When I was hospitalized for threatening suicide at 13, it was the first time I told anyone a part of what happened. It was another girl, my roommate there. She told another girl who then mentioned it to me.The 2nd girl never mentioned it to any of the staff even after they came in to find out what caused the terrible screaming. The found me crying and rocking in a corner. They walked me out to a padded room for fear I would become violent. On my way out the room I saw the first girl and she seemed to be smiling as if she was proud of herself. While I sat in that padded room for 30 mins rocking and crying I realized that people are not safe either. I vowed that I would never ever let them see me that way again. The staff came to get me out and took me aside to see if I would talk about what happened and why I was screaming. I told them I was fine and there was nothing to worry about. I am sure they didnt buy it but there was no way I was ever going to tell them because they were not safe people. Although the staff told my psychiatrist at the time, I again refused to speak about it. She would surely tell my parents and I would be stuck in this place with these backstabbing people for longer plus having to deal with my family. They would never let me out if that happened. 

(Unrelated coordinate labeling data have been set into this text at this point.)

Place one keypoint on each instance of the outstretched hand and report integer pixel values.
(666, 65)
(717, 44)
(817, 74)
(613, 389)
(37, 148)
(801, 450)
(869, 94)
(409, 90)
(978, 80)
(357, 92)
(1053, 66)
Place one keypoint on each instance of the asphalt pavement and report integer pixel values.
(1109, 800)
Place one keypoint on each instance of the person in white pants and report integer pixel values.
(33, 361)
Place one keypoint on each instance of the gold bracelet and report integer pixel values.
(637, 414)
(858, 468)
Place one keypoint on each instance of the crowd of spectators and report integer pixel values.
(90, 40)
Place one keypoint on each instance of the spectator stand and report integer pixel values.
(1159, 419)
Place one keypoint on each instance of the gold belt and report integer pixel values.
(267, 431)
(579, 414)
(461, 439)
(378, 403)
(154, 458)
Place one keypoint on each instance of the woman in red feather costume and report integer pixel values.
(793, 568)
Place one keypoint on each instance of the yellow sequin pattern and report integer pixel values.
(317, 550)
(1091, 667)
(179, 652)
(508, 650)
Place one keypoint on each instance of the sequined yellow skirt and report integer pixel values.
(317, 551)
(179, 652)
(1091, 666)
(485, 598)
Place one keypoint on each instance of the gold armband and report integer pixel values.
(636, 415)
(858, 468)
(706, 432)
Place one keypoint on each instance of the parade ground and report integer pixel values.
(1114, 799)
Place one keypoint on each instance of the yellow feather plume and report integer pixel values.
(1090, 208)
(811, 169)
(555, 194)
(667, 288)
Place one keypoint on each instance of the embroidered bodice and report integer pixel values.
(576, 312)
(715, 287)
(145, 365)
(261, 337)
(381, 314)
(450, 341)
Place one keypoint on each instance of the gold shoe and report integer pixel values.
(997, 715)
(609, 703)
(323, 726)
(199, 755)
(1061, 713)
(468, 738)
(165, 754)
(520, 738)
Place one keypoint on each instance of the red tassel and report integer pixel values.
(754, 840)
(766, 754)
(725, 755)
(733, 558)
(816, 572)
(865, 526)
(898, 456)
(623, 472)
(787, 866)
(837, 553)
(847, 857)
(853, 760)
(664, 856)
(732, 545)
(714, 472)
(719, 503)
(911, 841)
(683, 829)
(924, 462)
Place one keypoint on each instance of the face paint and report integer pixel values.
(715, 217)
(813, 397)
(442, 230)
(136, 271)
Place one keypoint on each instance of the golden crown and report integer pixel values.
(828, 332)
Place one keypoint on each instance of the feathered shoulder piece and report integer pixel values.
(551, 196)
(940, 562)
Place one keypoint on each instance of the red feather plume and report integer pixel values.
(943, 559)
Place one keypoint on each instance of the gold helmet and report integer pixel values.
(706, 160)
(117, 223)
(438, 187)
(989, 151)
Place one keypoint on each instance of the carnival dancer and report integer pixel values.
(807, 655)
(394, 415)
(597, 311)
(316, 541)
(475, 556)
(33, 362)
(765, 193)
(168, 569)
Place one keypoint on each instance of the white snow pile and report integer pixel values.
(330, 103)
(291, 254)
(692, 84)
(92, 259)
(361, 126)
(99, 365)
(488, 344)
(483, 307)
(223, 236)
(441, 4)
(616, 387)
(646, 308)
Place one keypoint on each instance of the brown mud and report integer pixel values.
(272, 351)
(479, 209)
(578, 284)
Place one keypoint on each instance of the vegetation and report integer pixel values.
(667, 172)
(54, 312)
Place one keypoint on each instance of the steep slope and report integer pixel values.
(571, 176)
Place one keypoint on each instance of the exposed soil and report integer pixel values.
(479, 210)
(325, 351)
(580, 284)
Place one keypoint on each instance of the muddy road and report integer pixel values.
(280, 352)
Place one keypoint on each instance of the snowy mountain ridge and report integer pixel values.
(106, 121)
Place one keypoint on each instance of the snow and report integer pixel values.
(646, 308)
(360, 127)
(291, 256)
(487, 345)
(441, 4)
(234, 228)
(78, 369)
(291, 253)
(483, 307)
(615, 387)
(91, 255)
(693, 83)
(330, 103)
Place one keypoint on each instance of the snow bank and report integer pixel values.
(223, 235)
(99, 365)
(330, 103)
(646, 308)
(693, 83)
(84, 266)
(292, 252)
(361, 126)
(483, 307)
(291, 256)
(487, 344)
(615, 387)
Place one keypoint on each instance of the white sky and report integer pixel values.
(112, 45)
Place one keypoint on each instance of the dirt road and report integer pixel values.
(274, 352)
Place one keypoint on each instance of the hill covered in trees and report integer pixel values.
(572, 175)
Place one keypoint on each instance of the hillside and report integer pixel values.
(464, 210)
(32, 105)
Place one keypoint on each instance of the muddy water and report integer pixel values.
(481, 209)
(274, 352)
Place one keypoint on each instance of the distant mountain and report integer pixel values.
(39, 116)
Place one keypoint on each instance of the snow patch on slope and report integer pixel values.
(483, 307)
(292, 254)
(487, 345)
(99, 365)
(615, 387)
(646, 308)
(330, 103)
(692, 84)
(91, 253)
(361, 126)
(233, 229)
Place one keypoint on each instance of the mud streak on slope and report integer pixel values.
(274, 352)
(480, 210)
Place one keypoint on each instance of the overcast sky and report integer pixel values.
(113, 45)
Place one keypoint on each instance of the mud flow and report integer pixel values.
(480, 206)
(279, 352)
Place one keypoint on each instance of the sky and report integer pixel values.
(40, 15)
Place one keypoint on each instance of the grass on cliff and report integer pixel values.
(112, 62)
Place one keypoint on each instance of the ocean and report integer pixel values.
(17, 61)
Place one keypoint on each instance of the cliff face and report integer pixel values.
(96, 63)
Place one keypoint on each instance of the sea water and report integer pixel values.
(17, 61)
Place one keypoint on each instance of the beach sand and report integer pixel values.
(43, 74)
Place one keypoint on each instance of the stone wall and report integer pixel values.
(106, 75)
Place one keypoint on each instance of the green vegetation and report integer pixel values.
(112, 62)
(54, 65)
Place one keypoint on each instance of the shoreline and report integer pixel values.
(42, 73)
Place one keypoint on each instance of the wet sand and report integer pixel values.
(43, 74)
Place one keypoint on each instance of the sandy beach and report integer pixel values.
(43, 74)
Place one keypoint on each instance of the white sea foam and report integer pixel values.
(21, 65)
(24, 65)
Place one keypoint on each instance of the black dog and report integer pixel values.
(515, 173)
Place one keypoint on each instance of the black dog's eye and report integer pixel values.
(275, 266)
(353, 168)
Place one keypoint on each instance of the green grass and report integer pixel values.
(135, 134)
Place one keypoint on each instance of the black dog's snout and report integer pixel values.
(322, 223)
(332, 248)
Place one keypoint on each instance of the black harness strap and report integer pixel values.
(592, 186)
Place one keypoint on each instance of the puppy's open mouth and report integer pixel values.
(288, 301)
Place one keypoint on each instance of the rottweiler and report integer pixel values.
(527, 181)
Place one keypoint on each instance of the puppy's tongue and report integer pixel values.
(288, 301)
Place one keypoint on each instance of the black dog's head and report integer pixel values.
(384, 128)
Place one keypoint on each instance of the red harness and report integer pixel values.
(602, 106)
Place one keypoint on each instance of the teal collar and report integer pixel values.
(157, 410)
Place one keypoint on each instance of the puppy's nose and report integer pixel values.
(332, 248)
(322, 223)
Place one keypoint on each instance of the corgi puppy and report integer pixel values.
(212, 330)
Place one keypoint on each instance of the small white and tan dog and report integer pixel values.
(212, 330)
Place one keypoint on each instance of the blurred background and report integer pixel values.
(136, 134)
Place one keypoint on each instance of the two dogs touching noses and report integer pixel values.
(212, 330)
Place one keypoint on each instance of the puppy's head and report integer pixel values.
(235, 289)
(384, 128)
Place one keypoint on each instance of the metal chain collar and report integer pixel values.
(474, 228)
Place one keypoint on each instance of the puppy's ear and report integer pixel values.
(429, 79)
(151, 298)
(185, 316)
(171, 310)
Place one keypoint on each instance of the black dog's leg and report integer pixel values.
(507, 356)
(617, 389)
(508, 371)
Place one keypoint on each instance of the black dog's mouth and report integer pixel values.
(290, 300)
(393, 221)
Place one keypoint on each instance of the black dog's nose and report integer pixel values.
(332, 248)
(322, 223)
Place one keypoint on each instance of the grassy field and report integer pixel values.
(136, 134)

This saddens me a great deal. I felt like if I was in trouble, that I would tell someone immediately. i would find the person I trust enough who can walk through the process with me. i would do things very different than before. I have slowly begun to feel safer with a few people.But that was all me living in a fantasy world. It was an illusion. I couldnt even prevent them from getting in my car. There is no way that I would have said anything if things had been worse. So now what do I do? What can I do? The only option I can see is to remain in my home unless I am with someone else. To not engage in any outside activity because home is the place I feel the safest. I can turn on the alarm and bring the dog in. I can keep a weapon near me if something were to happen. Aside from these posts, I have stopped most conversations about what happened. Right now it is down to one person and that is to keep me from doing harm to myself. Where I was starting to feel some safety, I feel like all of that has taken 2 steps back. I will never feel safe. The triggers have been more intense since this last incident. I am hoping to keep this detail up because this doesnt feel safe which makes the title of the blog a lie. How do you let someone behind your wall when you only feel safe because the wall keeps others at a distance.